De plus, c’est un concept facilement adaptable pour notre Premier Ministre, qui pourrait s’assurer ainsi un triomphe à l’Assemblée : « Monsieur le Député du Parti Socialiste, vous alliez m’interrogez sur le manque de résultat de mon gouvernement et du peu d’efficacité de mes réformes. Et bien, je vous répondrai que… » ou encore « Mon cher ami le député de ma majorité, vous avez une question fayote qui vous brûle les lèvres, et bien sachez que…. ». Sans compter des variations possibles dans d’autres domaines.

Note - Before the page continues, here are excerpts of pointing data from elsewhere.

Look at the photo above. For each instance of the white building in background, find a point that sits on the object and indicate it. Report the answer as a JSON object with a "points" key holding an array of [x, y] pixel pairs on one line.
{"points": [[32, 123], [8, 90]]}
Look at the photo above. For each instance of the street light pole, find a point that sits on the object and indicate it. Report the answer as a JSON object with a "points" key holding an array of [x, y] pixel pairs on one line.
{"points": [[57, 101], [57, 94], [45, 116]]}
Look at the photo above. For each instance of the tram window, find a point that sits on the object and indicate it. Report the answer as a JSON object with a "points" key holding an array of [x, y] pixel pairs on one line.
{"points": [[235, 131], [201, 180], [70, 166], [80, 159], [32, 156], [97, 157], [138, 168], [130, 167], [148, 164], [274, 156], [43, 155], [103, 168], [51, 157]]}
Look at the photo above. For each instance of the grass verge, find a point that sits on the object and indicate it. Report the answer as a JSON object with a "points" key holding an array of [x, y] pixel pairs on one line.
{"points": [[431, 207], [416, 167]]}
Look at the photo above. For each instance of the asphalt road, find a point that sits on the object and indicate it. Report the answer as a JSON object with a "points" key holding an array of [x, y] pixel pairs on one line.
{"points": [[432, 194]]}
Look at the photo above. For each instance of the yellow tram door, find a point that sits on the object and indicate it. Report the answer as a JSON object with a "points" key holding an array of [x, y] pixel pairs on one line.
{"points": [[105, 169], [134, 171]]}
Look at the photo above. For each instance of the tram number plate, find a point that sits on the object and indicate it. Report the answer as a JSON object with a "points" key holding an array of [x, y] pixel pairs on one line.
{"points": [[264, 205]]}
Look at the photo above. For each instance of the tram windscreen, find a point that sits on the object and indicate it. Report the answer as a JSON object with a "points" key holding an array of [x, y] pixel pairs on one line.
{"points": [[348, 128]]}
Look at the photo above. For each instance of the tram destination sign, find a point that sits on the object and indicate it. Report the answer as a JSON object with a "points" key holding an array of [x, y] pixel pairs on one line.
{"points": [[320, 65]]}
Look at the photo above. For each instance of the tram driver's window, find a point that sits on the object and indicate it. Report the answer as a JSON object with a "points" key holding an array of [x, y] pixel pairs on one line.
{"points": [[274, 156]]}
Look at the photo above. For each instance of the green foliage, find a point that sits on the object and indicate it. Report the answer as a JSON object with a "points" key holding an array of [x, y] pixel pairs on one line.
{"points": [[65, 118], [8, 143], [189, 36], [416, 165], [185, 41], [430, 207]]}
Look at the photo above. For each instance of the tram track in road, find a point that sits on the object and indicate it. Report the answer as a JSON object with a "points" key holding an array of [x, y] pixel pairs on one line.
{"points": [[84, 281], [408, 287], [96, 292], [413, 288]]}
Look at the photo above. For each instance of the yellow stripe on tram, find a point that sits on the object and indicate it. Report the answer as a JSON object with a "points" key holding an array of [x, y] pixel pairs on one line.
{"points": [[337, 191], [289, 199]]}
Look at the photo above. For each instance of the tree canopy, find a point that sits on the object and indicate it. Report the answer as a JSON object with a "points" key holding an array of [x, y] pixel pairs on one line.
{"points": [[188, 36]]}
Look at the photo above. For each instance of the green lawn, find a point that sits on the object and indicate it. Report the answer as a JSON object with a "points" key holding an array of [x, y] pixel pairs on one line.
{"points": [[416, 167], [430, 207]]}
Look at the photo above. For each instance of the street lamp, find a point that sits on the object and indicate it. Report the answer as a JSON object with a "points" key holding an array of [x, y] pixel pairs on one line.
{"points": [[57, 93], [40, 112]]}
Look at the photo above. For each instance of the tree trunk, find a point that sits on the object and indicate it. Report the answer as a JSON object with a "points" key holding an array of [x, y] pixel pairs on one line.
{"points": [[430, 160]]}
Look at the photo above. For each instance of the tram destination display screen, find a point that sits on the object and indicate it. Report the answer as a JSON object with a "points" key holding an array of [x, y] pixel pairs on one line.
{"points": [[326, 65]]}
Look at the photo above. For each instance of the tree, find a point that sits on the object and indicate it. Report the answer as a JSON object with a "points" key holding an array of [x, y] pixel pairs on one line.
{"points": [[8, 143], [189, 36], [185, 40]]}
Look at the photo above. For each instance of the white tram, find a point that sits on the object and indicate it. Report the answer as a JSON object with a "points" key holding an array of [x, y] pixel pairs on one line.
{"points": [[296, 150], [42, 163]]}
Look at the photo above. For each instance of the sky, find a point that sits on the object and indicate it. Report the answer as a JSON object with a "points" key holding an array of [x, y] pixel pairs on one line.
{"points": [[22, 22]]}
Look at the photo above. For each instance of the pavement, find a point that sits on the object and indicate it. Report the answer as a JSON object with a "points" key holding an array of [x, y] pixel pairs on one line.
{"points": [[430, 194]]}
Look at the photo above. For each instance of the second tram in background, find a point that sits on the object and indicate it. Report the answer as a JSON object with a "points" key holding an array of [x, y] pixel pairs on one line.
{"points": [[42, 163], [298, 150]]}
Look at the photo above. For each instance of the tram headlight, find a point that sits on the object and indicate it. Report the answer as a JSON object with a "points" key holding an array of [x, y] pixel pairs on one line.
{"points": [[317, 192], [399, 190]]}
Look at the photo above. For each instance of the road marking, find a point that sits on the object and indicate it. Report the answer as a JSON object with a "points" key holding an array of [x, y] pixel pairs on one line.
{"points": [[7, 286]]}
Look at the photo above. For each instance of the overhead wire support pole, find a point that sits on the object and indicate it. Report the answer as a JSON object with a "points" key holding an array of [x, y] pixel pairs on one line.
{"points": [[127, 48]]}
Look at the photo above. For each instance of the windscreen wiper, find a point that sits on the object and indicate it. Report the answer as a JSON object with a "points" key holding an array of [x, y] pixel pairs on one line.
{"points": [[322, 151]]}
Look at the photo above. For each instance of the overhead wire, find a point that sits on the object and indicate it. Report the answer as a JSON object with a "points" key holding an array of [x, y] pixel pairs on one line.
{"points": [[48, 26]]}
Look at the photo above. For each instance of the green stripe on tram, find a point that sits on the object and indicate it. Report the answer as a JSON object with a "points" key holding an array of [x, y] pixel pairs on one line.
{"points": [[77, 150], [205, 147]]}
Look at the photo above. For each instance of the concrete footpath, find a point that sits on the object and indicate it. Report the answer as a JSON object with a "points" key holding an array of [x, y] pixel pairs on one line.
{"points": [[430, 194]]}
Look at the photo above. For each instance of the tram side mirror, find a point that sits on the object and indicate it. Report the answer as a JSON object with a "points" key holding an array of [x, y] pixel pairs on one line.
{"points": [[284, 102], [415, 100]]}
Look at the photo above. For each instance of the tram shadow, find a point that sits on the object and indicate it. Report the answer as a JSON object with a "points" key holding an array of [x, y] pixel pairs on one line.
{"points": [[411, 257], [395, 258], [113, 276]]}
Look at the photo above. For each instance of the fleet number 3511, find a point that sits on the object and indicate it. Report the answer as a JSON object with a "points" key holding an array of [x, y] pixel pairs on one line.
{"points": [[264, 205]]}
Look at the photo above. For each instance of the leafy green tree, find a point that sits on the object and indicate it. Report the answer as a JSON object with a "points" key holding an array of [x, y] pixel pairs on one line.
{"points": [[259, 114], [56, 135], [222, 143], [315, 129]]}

Par exemple lors des enquêtes de police, finis les interrogatoires fastidieux : « Monsieur l’inspecteur, vous allez me demander si j’ai bien assassiné mon épouse, mais je vous dirais que… ». Lors des entretiens d’embauche « Mais pour devancer toutes vos questions, mes différents diplômes et mes motivations sont… », ou enfin dans les jeux télévisés « Et bien Jean-Pierre, pour répondre aux questions que vous ne manquerez pas de me poser, je dirais pour la question 1, Napoléon III, pour la question2… »

Je ne sais pas quelle note obtiendra donc François Fillon lors des évaluations gouvernementales, mais à n’en pas douter, dans la catégorie « humour et originalité », ses résultats seront excellents (voire même supérieurs à ceux d’André Santini).